Understanding Law of Large Numbers and Central Limit Theorem

Statistics
Probability
Author

Rafiq Islam

Published

March 15, 2025

Statistical inference is a fundamental part of data science and machine learning. Two of the most important theorems in probability theory that form the backbone of many statistical methods are the Law of Large Numbers (LLN) and the Central Limit Theorem (CLT). It’s not uncommon to mix-up with these two concepts often.

The Law of Large Numbers (LLN)

Intuition Behind LLN

The Law of Large Numbers states that as the sample size increases, the sample mean approaches the population mean. In other words, with more observations, the average of the sample becomes a better estimate of the true average of the population.

Mathematical Definition

Let \(X_1, X_2, X_3, \dots, X_n\) be a sequence of independent and identically distributed (i.i.d.) random variables with an expected value \(\mu\). The sample mean is given by:

\[ \bar{X_n} = \frac{1}{n} \sum_{i=1}^{n} X_i \] According to LLN: \[ \bar{X_n} \to \mu \quad \text{as } n \to \infty \]

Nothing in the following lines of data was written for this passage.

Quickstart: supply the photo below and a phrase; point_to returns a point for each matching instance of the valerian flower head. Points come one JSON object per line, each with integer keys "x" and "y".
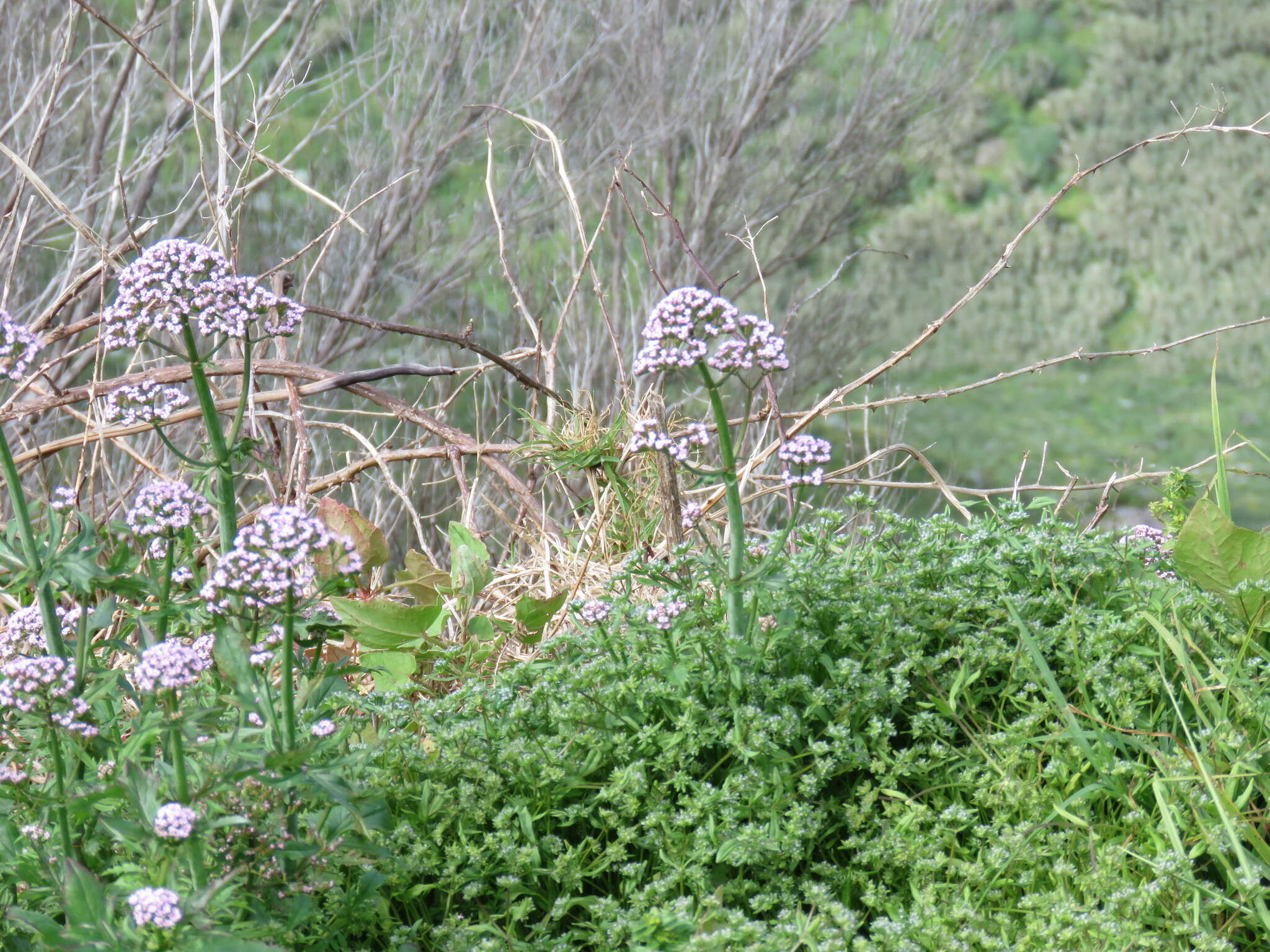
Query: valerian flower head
{"x": 799, "y": 454}
{"x": 758, "y": 346}
{"x": 273, "y": 558}
{"x": 35, "y": 833}
{"x": 42, "y": 685}
{"x": 646, "y": 436}
{"x": 177, "y": 281}
{"x": 18, "y": 347}
{"x": 691, "y": 516}
{"x": 1155, "y": 547}
{"x": 143, "y": 403}
{"x": 163, "y": 508}
{"x": 682, "y": 324}
{"x": 595, "y": 611}
{"x": 23, "y": 631}
{"x": 174, "y": 822}
{"x": 169, "y": 664}
{"x": 229, "y": 305}
{"x": 664, "y": 614}
{"x": 155, "y": 907}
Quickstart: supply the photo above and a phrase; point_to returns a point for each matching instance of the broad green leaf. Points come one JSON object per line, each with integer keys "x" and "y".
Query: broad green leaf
{"x": 534, "y": 614}
{"x": 469, "y": 562}
{"x": 482, "y": 628}
{"x": 1217, "y": 555}
{"x": 397, "y": 668}
{"x": 365, "y": 536}
{"x": 86, "y": 899}
{"x": 384, "y": 625}
{"x": 422, "y": 579}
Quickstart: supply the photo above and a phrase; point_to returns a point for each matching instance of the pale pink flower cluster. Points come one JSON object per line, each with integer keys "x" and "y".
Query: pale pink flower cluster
{"x": 275, "y": 558}
{"x": 45, "y": 683}
{"x": 35, "y": 833}
{"x": 143, "y": 403}
{"x": 169, "y": 664}
{"x": 760, "y": 346}
{"x": 595, "y": 611}
{"x": 691, "y": 516}
{"x": 664, "y": 614}
{"x": 174, "y": 822}
{"x": 1155, "y": 551}
{"x": 23, "y": 632}
{"x": 163, "y": 508}
{"x": 18, "y": 347}
{"x": 802, "y": 452}
{"x": 155, "y": 907}
{"x": 646, "y": 436}
{"x": 681, "y": 325}
{"x": 178, "y": 281}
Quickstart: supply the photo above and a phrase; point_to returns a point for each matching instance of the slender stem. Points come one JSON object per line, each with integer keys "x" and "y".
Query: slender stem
{"x": 735, "y": 594}
{"x": 178, "y": 762}
{"x": 243, "y": 392}
{"x": 225, "y": 496}
{"x": 166, "y": 591}
{"x": 288, "y": 689}
{"x": 31, "y": 551}
{"x": 774, "y": 552}
{"x": 64, "y": 824}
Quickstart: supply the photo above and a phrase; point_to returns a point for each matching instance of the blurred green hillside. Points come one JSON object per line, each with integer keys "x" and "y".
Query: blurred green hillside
{"x": 1163, "y": 244}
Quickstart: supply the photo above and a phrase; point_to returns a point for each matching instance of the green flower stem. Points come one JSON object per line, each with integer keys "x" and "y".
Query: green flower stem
{"x": 31, "y": 551}
{"x": 288, "y": 689}
{"x": 64, "y": 824}
{"x": 243, "y": 391}
{"x": 735, "y": 596}
{"x": 774, "y": 551}
{"x": 166, "y": 591}
{"x": 178, "y": 760}
{"x": 225, "y": 495}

This means that for a sufficiently large \(n\), \(\bar{X_n}\) will be very close to \(\mu\). That is

\[ \lim_{n\to \infty} \bar{X}_n = \lim_{n\to \infty} \frac{1}{n} \sum_{i=1}^{n} X_i = \mu \]

Visualization

Say, we have a population of 150,000 male in a country called VSA (a hypothetical country)

Code
import numpy as np

heights = np.random.randint(low=90, high=190, size=150000)
mean_height = np.mean(heights)

and the true mean/average height of men is np.float64(139.55). We want to see how varying the sample size affect the sample mean and variances.

Code
import matplotlib.pyplot as plt
from mywebstyle import plot_style
plot_style('#f4f4f4')

sample_sizes = [50, 100, 1000, 5000]
number_of_studies = 10000
# Create subplots
fig, axes = plt.subplots(2, 2, figsize=(8.3, 5.5))
axes = axes.ravel()

for i, n in enumerate(sample_sizes):
    sample_means = np.zeros(number_of_studies)
    for j in range(number_of_studies):
        sample = np.random.choice(heights, size=n, replace=True)
        sample_means[j] = np.mean(sample)
    
    # Plot histogram
    axes[i].hist(sample_means, bins=35, density=True, alpha=0.7, color='blue')
    ymin, ymax = axes[i].get_ylim()
    axes[i].plot([mean_height, mean_height], [ymin, ymax], color='red', linestyle='-',linewidth=3, label='True Mean')
    axes[i].set_title(f"Sample Size: {n}")
    axes[i].set_xlabel("Sample Mean")
    axes[i].set_ylabel("Density")
    axes[i].legend()

plt.tight_layout()
plt.savefig('lln.png')
plt.show()

From the top-left figure, when the sample size is 50, the sample mean varies from 130 to 150 where the true population mean is np.float64(139.55), similarly in the 4th figure (bottom-left), when the sample size is 5000, the mean varies from 138 to 141. Thus, if we increase the sample size, sufficiently large, then the sample mean is approximately equal to the population mean. This is what LLN is!

Types of LLN

There are two forms of the Law of Large Numbers:

  1. Weak Law of Large Numbers (WLLN): Convergence of the sample mean to the population mean happens in probability.
  2. Strong Law of Large Numbers (SLLN): Convergence happens almost surely, meaning with probability 1.

Why is LLN Important?

LLN justifies the use of sample means in estimation problems. For example, if we want to estimate the average income of a country, we don’t need to survey the entire population; we can take a large enough sample, and the sample mean will approximate the true mean.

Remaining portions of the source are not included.